Y va a haber relocalización de plantas con su impacto en el trabajo y la cadena de valor. Japón ha destinado US$2.000 millones para que empresas repatrien sus
fábricas. En el medio quedan secuelas. Renault anunció 14.600 despidos para un ahorro de2.000 millones de euros (US$2.250 millones), mientras que Nissan cerró una planta en Barcelona generando 3.000 nuevos desempleados, e indirectamente 23.000 personas afectadas. La cadena de valor y producción globalizada con inventarios “just-in-time” (un sistema utilizado por las empresas que garantiza la máxima eficiencia en manejo de inventarios), está quedando atrás.
Además, los cambios de hábitos post-pandemia no solo impactan en las empresas: ¿cómo siguen los consumidores? En EE.UU. quebró la principal empresa de alquileres de autos, Hertz, por la caída del turismo y el cierre de aeropuertos. Las conductas del consumidor se encuentran sujetan a la situación del empleo y de los temores de querer socializar en esta primera etapa de la apertura. En EE.UU. el ahorro de las familias aumentó 33% por esos miedos según CNBC.

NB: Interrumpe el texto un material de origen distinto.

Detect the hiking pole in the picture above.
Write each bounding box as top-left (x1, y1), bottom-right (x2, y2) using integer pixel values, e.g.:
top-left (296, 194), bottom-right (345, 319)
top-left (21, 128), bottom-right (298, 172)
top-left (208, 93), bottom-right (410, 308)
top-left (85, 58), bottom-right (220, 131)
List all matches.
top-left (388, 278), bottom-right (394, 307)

Este aumento del ahorro se da en medio de subsidios del Gobierno por única vez. Lo que no está claro es si este ahorro responde a que la gente no pudo salir y no gasta o si la gente decide no gastarlo por miedo al desempleo e incertidumbre. Esa diferencia es todo en materia de recuperación económica. ¿El consumo será frágil como a la salida de la depresión o volverá a ser vigoroso? En Gran Bretaña se habla de que solo un 25% de los restaurantes sobreviviría pasada la cuarentena. En EE.UU. se especula que la mayoría de los restaurantes tendrían dificultades en seguir operativos con distanciamiento social y costosas normas de higiene, además de observarse un deseo muy reticente a salir a comer afuera: apenas el 25% piensa en salir a comer fuera de casa en menos de 30 días. Apenas 20% para ir a un shopping y 16% para ir al gimnasio, si abrieran, hecho que ya está ocurriendo en varios Estados.
La ayuda de los bancos centrales inyectando dinero y del fisco, poniendo efectivo en los bolsillos de los consumidores, seguirá a corto plazo. En EE.UU. las personas que ganan US$75.000 o menos recibirán pagos directos de US$1.200 cada una. Las parejas casadas con ingresos familiares de hasta US$150.000 recibirán hasta US$2.400 y otros US$500 adicionales por cada hijo. Se expanden los beneficios por desempleo para los afectados por el coronavirus o quienes hayan sido despedidos durante la crisis disponiendo de US$250.000 millones para ayudas en este sector.Por otro lado hay un programa de US$500.000 millones en préstamos para pequeños negocios y hasta US$50.000 millones en créditos para las aerolíneas y sus empleados, y US$100.000 milones para hospitales y otros centros sanitarios para suplir la falta de equipos médicos.
También Europa se encuentra al rescate: se pedirán prestado 750.000 millones de euros (US$826.500 millones) para gastos directos, subsidios y ofrecer préstamos con plazos de devolución entre 2028 y 2058.
En síntesis, el dato clave que definirá la velocidad de la recuperación es la conducta del consumidor. Y todo esto asumiendo que no habrá una recaída de casos luego de la ola de protestas que estamos viendo en Estados Unidos y Europa.